Tagesgeld und Festgeld im Vergleich

Sichere Geldanlagen sind gesucht

Die Finanzkrise hat zahlreichen Anlegern gezeigt, dass Aktien, Aktienfonds und Zertifikate, auch wenn dies auf den ersten Blick nicht so scheint, hohe Risiken bergen. Nicht wenige Anleger mussten dabei auch Verluste verkraften, obwohl ihre Anlagestrategie eigentlich sicherheitsorientiert ist. Obwohl die Verzinsung von Tagesgeld und Festgeld nur moderat ist (die Konditionen liegen derzeit zwischen 1,0-3,0% p.a.), werden diese Anlageformen jetzt immer häufiger gesucht. Der Grund ist natürlich, dass bei Tagesgeld und Festgeld keine Verluste drohen können, denn Kursschwankungen gibt es hier nicht. Auch ist die einmal vereinbarte Verzinsung sicher, so dass Anleger mit der Rendite bereits bei Vertragsabschluss rechnen können.

 

Tagesgeld als flexible Anlageform

Festgeld und Tagesgeld unterscheiden sich in der Anlageform jedoch nicht unerheblich. So eignet sich Tagesgeld vor allem für Anleger, die Geld jederzeit verfügbar anlegen wollen, etwa weil es sich hierbei um die „Notreserve“ für unvorhergesehene Ausgaben handelt. Durch die hohe Flexibilität des Tagesgeldes ist es aber auch möglich, diese Konten als Ansparkonten für den nächsten Urlaub zu nutzen.
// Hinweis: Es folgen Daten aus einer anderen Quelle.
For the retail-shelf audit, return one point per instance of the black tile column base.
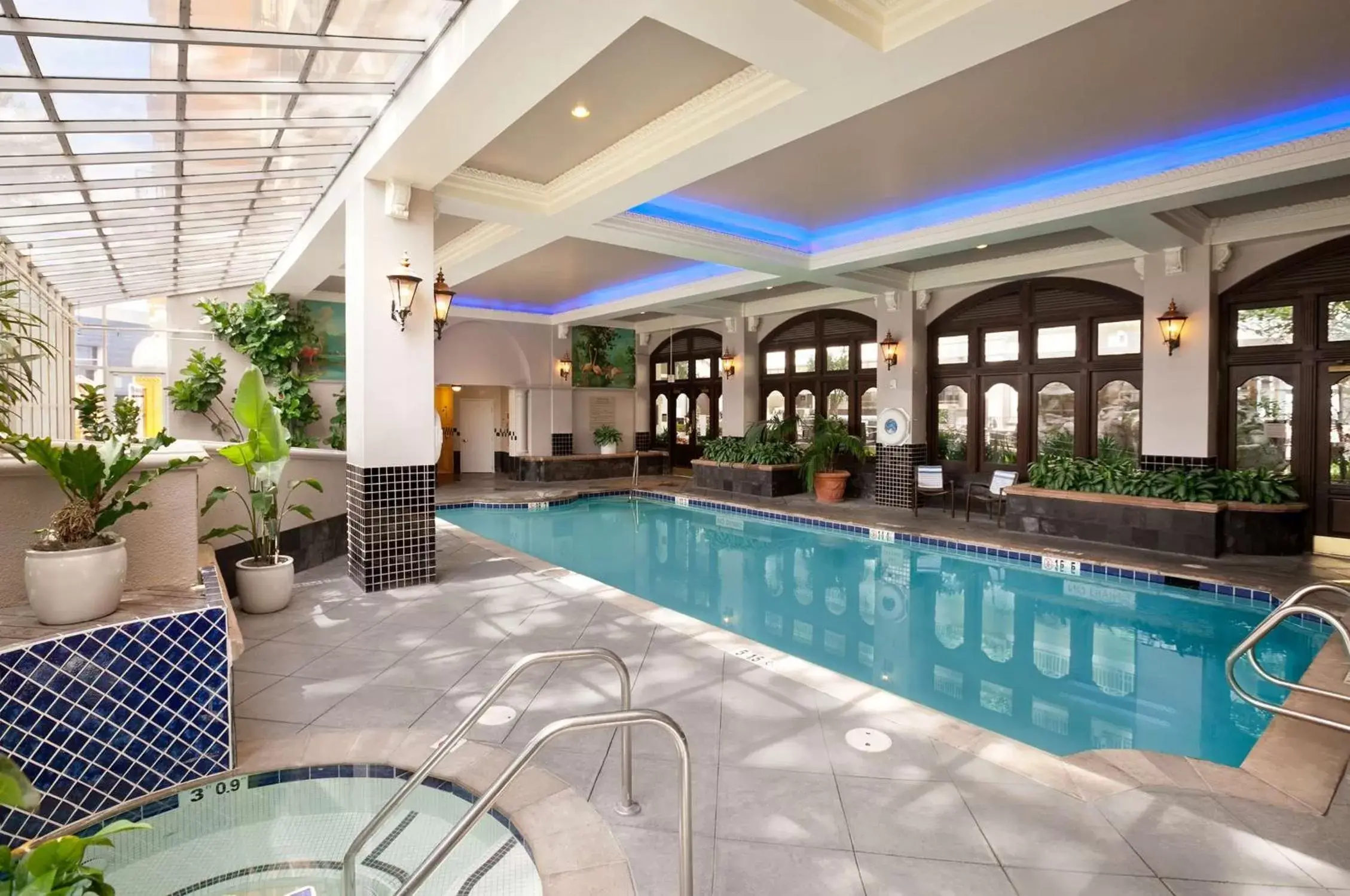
(390, 525)
(896, 474)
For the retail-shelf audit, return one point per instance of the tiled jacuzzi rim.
(1237, 594)
(527, 808)
(1089, 776)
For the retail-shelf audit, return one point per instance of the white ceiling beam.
(212, 37)
(1283, 222)
(1153, 233)
(166, 155)
(158, 126)
(166, 85)
(137, 182)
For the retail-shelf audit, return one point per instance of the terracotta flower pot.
(829, 486)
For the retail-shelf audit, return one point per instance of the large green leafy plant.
(1117, 474)
(280, 339)
(92, 412)
(57, 867)
(88, 477)
(829, 442)
(19, 347)
(262, 455)
(197, 392)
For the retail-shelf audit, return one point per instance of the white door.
(477, 438)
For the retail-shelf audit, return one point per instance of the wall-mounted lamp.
(890, 350)
(403, 286)
(442, 299)
(1172, 322)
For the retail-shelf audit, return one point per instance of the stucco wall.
(161, 549)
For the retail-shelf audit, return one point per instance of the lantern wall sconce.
(890, 350)
(443, 297)
(1172, 322)
(403, 288)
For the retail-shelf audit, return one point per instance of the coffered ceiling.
(848, 149)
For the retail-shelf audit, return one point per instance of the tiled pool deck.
(783, 808)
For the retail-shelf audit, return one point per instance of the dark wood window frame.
(855, 381)
(1016, 307)
(1309, 281)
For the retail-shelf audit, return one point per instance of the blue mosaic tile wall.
(100, 717)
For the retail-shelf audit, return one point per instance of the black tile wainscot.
(390, 525)
(572, 467)
(1156, 524)
(762, 481)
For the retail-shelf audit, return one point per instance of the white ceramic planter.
(75, 586)
(265, 589)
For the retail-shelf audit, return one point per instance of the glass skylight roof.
(138, 163)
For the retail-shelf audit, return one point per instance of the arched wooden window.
(1040, 365)
(686, 386)
(821, 362)
(1285, 368)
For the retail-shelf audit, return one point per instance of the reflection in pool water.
(1064, 663)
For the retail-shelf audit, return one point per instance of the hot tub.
(280, 833)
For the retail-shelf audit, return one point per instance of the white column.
(1180, 401)
(392, 423)
(740, 392)
(903, 386)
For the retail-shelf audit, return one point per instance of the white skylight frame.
(138, 234)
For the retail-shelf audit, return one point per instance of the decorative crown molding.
(726, 103)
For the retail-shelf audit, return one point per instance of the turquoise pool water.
(1065, 663)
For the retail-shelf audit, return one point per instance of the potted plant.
(829, 442)
(265, 579)
(608, 439)
(76, 573)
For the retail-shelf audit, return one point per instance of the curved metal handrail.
(1291, 606)
(627, 805)
(624, 720)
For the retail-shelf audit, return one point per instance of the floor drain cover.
(497, 715)
(869, 740)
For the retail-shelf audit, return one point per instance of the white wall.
(584, 439)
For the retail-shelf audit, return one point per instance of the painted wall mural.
(604, 358)
(331, 322)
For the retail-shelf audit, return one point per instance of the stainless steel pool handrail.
(1291, 606)
(627, 805)
(624, 720)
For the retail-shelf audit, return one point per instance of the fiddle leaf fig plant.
(88, 477)
(197, 392)
(262, 455)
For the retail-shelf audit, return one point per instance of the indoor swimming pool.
(1061, 660)
(284, 833)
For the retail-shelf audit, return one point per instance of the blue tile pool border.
(1237, 594)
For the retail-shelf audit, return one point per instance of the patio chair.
(992, 496)
(929, 481)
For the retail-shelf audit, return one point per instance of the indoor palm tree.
(19, 347)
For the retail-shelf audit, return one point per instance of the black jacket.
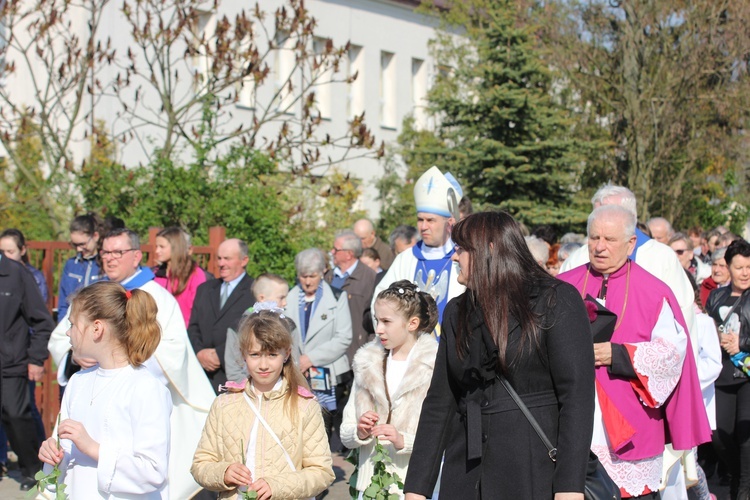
(209, 323)
(467, 412)
(730, 375)
(21, 308)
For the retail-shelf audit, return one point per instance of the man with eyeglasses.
(356, 280)
(683, 247)
(365, 231)
(83, 268)
(218, 306)
(22, 359)
(174, 362)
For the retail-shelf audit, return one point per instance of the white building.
(389, 51)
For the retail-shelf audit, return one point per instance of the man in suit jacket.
(356, 280)
(364, 229)
(219, 305)
(23, 356)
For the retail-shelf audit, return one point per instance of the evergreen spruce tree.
(501, 131)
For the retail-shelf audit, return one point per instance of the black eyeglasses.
(76, 246)
(115, 254)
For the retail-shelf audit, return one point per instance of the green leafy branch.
(52, 479)
(382, 480)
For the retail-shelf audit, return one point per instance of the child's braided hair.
(411, 302)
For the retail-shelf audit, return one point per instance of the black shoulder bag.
(599, 486)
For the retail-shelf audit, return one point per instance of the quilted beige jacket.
(229, 423)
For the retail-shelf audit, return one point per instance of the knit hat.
(438, 194)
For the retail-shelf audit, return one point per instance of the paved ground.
(9, 486)
(338, 491)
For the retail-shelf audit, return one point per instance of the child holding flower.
(265, 435)
(114, 418)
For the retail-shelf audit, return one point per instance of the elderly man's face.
(608, 246)
(659, 232)
(119, 260)
(231, 263)
(713, 242)
(309, 282)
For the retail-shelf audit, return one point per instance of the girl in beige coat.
(391, 377)
(265, 435)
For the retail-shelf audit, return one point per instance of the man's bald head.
(365, 231)
(615, 195)
(661, 229)
(611, 237)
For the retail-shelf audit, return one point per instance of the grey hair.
(566, 249)
(625, 196)
(573, 238)
(718, 254)
(405, 233)
(310, 260)
(135, 240)
(624, 213)
(244, 252)
(538, 248)
(351, 242)
(661, 220)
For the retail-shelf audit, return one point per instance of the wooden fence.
(50, 257)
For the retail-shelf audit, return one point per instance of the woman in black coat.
(514, 319)
(732, 436)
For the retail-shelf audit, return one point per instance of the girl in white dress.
(391, 376)
(114, 419)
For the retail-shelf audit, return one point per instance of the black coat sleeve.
(571, 359)
(194, 329)
(38, 318)
(438, 410)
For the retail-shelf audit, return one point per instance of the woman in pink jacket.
(177, 271)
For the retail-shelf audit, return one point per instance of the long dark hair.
(501, 276)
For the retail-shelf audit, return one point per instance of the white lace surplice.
(659, 365)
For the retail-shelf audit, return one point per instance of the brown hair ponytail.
(143, 331)
(131, 316)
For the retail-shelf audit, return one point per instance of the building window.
(419, 91)
(202, 61)
(355, 102)
(387, 90)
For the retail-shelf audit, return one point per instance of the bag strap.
(723, 324)
(270, 431)
(385, 386)
(551, 450)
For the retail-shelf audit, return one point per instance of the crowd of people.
(452, 348)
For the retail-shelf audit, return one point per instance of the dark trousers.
(732, 436)
(19, 424)
(37, 421)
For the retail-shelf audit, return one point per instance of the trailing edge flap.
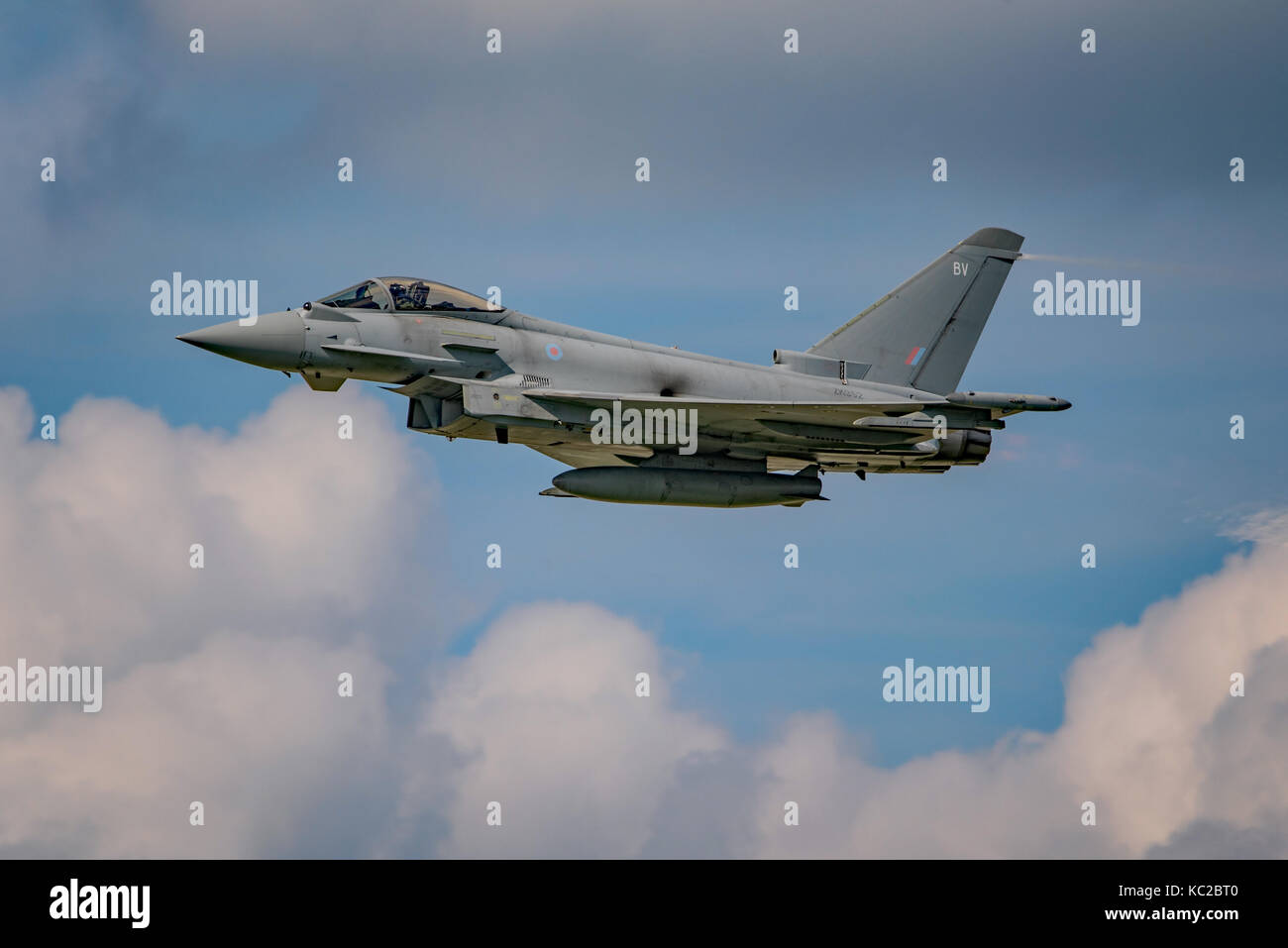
(739, 406)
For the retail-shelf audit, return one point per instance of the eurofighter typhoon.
(645, 424)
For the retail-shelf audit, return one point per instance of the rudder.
(922, 333)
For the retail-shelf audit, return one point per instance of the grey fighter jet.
(645, 424)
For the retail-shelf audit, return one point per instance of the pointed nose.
(274, 340)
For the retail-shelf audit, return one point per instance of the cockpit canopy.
(408, 295)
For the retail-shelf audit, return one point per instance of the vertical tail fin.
(922, 334)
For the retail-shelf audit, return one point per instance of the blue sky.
(767, 170)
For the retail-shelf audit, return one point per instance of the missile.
(1006, 401)
(684, 487)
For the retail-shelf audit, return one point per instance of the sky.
(518, 685)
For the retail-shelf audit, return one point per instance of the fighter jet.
(647, 424)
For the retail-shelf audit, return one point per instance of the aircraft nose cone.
(274, 340)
Je nach Wunsch kann dabei entweder ein monatlich fester Anlagebetrag oder aber eine unregelmäßige Summe eingezahlt werden. Wird das Geld benötigt, sind keine langen Kündigungsfristen wie etwa bei klassischen Sparplänen, notwendig. Die Verzinsung des Tagesgeldkontos ist allerdings variabel. Die Zinsen können sich somit Marktveränderungen jederzeit anpassen. Gerade als die Zinsen durch die Zentralbank drastisch gesenkt wurden, haben auch viele Banken die Konditionen ihrer Tagesgeldkonten nach unten angepasst. Werden die Leitzinsen jedoch wieder erhöht, profitieren Inhaber von Tagesgeldkonten sofort.

 

Das Festgeldkonto als Laufzeitkonto

Dem Tagesgeldkonto steht das ebenfalls sichere Festgeld gegenüber. Der Unterschied zum Tagesgeld besteht darin, dass Festgeldkonten eine vorher bestimmte Laufzeit von einigen Monaten bis zu wenigen Jahren aufweisen. Innerhalb dieser Zeit ist das Geld für den Anleger nicht verfügbar, er erhält im Vergleich zum Tagesgeldkonto allerdings auch einen fest vereinbarten Zins. Dieser kann sich während der Laufzeit, also auch bei sinkenden Marktzinsen, nicht verändern. Für alle Anleger, die ihr Geld für einen bestimmten Zeitraum entbehren können, ist Festgeld somit eine gute Alternative zum Tagesgeld. Bei beiden Anlagen ist es jedoch notwendig, die Konditionen der Banken zu vergleichen, denn die Unterschiede können einige Prozentpunkte betragen. Durch einen Vergleich lässt sich die Rendite also ohne eine Erhöhung des Risikos anheben.